The problem with relying on electric fencing is that more intelligent animals quickly work out when the power is off and Alfie, our young boar, is turning out to be brighter than the average pig.

So, when the snow lay deep and crisp and even, Alf worked out faster than the pig farmer that the bottom strand of the fence was buried and therefore shorting out. As a result the fence gave him only the slightest tickle as he waltzed through into Little Kim’s paddock.

The first I knew about it was at morning feed time when I noticed Alf emerge from Little Kim’s hut looking pretty happy with himself. Little Kim followed soon after, looking a little dazed and with tell-tale muddy footprints all over her back.

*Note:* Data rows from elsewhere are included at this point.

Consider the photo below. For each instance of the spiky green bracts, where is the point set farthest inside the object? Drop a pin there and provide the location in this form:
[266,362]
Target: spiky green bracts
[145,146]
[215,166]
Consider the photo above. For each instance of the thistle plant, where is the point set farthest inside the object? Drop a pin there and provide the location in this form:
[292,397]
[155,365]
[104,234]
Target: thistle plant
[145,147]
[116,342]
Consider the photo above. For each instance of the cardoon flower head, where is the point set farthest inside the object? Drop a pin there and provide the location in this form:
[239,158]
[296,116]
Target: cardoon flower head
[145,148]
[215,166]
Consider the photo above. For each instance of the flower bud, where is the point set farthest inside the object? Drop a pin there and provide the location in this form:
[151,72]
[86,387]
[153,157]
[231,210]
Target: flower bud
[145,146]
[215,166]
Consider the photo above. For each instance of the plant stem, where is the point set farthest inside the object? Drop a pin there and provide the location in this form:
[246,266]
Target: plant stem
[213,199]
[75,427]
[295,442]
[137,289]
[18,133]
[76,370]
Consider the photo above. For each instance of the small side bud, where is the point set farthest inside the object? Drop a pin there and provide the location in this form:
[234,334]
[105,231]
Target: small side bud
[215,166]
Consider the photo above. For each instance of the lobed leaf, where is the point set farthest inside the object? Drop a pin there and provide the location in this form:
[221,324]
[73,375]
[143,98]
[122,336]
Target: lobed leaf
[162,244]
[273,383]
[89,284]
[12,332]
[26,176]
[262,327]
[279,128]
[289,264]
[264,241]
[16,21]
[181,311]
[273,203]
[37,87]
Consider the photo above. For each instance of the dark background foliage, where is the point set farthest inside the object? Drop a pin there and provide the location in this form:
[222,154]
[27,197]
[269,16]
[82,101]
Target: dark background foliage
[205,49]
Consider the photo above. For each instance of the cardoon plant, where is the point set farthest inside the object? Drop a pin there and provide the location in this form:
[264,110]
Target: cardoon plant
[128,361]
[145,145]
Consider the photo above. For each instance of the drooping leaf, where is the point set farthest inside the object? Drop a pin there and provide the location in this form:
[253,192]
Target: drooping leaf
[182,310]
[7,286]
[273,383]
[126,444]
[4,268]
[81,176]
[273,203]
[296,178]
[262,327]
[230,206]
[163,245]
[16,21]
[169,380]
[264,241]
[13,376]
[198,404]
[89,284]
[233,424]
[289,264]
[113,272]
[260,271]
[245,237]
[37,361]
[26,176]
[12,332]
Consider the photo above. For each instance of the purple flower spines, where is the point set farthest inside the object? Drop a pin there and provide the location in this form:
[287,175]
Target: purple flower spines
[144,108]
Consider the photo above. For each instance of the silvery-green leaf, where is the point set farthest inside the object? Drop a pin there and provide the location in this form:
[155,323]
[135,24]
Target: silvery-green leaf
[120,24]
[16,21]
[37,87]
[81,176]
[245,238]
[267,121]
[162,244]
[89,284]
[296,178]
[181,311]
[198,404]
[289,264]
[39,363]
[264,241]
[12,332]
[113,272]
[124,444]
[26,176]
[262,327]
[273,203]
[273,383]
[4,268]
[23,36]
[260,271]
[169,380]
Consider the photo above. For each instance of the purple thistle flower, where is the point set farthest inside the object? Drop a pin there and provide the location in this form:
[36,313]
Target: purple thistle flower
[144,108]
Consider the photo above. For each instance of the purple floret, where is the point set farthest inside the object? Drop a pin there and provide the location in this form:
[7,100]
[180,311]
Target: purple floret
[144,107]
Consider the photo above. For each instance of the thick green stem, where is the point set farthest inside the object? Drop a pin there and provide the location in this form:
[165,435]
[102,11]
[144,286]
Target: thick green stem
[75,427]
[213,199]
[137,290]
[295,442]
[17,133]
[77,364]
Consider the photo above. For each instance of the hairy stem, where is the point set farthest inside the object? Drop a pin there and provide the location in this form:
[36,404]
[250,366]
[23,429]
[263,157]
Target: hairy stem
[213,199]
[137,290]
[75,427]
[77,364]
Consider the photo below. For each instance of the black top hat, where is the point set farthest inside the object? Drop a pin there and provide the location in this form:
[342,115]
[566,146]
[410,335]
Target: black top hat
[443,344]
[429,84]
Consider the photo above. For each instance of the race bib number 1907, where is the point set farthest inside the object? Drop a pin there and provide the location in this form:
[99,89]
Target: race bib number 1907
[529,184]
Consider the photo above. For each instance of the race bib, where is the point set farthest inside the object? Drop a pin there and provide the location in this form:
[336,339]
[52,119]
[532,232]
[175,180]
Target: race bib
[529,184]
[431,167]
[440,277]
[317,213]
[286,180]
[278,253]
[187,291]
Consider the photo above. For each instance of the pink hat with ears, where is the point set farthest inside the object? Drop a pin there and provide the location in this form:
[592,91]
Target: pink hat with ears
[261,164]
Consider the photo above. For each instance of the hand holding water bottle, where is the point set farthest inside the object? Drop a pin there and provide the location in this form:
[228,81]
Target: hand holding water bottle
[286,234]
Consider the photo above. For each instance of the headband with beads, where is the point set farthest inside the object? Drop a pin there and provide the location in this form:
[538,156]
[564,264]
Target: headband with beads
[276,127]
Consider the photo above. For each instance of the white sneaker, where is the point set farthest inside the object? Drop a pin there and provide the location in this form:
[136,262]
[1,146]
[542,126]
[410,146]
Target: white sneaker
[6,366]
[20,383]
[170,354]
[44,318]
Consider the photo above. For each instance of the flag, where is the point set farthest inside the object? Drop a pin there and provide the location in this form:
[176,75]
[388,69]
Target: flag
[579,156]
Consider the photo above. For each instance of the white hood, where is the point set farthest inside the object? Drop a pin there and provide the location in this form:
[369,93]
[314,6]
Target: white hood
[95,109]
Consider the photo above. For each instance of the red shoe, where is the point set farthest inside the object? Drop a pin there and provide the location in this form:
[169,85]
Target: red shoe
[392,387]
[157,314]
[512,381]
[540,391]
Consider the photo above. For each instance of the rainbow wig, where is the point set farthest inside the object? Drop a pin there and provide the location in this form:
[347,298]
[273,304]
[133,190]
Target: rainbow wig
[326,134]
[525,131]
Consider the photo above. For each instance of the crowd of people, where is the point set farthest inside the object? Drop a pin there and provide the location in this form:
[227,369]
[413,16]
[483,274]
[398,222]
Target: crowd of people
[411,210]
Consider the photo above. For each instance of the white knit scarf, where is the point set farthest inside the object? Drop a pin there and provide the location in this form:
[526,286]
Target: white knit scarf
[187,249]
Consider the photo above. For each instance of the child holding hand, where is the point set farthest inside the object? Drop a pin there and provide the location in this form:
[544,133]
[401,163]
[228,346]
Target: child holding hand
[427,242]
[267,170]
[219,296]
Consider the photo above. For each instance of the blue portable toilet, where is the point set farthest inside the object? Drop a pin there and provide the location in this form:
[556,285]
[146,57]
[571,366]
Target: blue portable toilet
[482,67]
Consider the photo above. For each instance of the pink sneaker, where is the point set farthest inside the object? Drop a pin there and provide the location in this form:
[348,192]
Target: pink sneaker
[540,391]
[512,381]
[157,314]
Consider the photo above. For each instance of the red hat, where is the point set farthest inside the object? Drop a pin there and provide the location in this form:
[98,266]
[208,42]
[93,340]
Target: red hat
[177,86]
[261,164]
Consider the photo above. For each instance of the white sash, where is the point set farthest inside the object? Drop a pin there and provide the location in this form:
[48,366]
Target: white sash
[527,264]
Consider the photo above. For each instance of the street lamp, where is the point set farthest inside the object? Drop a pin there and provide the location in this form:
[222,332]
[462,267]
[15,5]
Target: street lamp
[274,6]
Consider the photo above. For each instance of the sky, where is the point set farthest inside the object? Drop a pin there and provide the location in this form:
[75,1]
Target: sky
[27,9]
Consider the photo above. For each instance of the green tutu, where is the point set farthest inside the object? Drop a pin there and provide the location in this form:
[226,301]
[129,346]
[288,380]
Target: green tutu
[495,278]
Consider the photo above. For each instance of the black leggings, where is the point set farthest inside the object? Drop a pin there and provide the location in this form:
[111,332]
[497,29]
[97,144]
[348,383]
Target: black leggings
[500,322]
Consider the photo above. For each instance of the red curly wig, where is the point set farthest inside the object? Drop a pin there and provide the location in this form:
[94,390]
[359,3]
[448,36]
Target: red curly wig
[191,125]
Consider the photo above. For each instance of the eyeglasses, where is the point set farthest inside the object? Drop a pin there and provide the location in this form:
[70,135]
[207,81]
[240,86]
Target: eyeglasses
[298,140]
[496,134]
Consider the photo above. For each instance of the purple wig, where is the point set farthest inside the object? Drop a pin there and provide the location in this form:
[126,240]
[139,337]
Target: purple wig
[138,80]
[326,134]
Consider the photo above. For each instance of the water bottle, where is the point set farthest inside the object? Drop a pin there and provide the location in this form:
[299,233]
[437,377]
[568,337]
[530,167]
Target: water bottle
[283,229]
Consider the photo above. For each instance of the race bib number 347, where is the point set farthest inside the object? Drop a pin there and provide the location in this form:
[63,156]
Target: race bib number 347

I’d been planning to put Alf in with her anyway so I took the fence down and left them to it and they’ve been getting on fine.

Alf’s first attempt clearly failed to hit the target as three weeks later Little Kim was letting him mount her again. It’s nothing to panic about as he’s only nine months old and he’s still a fair bit smaller than her (a box would help the whole process) and it may be a case of him not quite having the. . . err. . . reach.

Of course, it’s possible he’s firing blanks, but that’s something I’d prefer not to think about. Little Kim was due to come into season this week and I noticed she growled at him when he sniffed at her rear end the other day, so maybe she’s in pig. . . or maybe not.